One option is dextrose powder. If dextrose isn’t your style, try simple starches like white rice or white potatoes. Avoid fructose.
#6 Keep Calories Constant
If weight loss is your goal, you should keep energy intake constant on a TKD. Adding carb calories before your workout? Subtract fat calories from somewhere else.
For reference, a gram of carbohydrate contains 4 calories, while a gram of fat contains 9 calories. So if you eat 9 grams extra carbs, subtract 4 grams fat from dinner. Both are 36 calories.
#7 Supplement Wisely
Ketosis can deplete your electrolytes — minerals that keep you hydrated, regulate your PH, and activate muscle and nerve tissue.
If you’re experiencing muscle cramps or exercise fatigue on the TKD, a lack of electrolytes — magnesium, potassium, sodium, chloride, and calcium — may be to blame.
Taking a full-spectrum electrolyte supplement can help.
Other supplements can be useful too. For instance:
- Creatine helps preserve muscle glycogen[*]
- L-Citrulline boosts nitrous oxide production, allowing more oxygen to flow to your muscles[*]

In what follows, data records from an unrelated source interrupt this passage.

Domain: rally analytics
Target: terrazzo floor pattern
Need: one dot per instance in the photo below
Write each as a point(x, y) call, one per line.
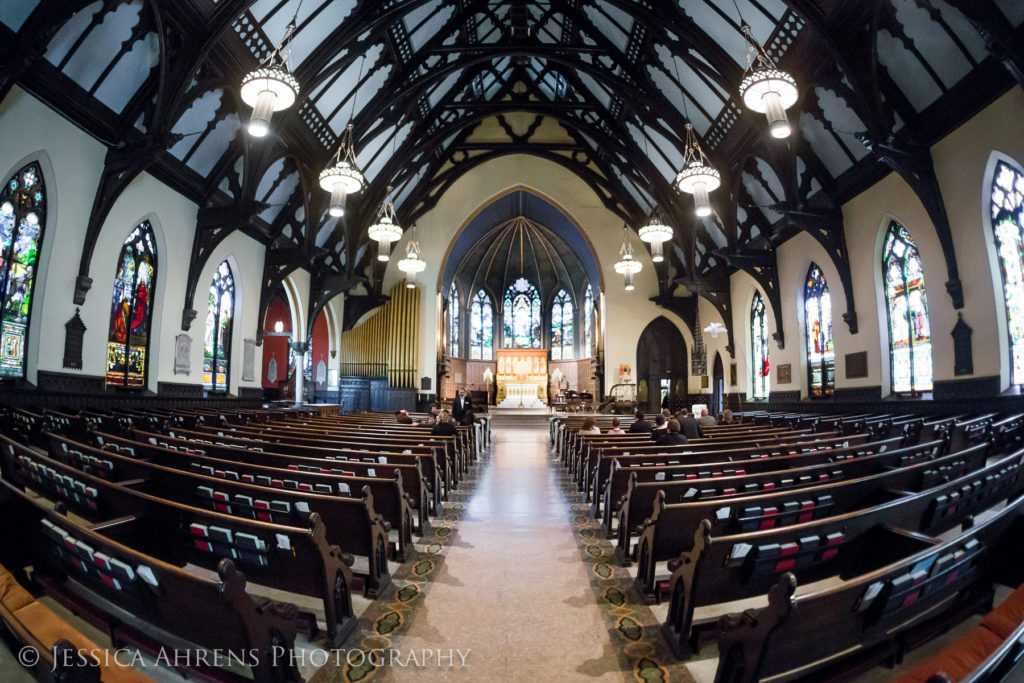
point(513, 590)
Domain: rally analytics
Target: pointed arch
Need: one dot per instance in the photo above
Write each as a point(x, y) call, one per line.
point(521, 315)
point(131, 310)
point(454, 321)
point(906, 312)
point(23, 221)
point(481, 328)
point(820, 351)
point(217, 340)
point(760, 367)
point(561, 327)
point(1006, 215)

- MCT Oil enhances ketone production and fat burning, even in the presence of carbs[*]
You can try them one at a time, or take them together. Up to you.
Your TKD Commitment
One more thing. The targeted ketogenic diet doesn’t need to be a lifelong commitment.
Try it for a week or two. See how you feel.
Has the TKD improved your exercise? Has it moved your health goals in the right direction?
Remember: the TKD isn’t for everyone, and it might not be for you.
But if you feel your workouts are suffering — even after keto adapting — then consider giving the TKD a shot.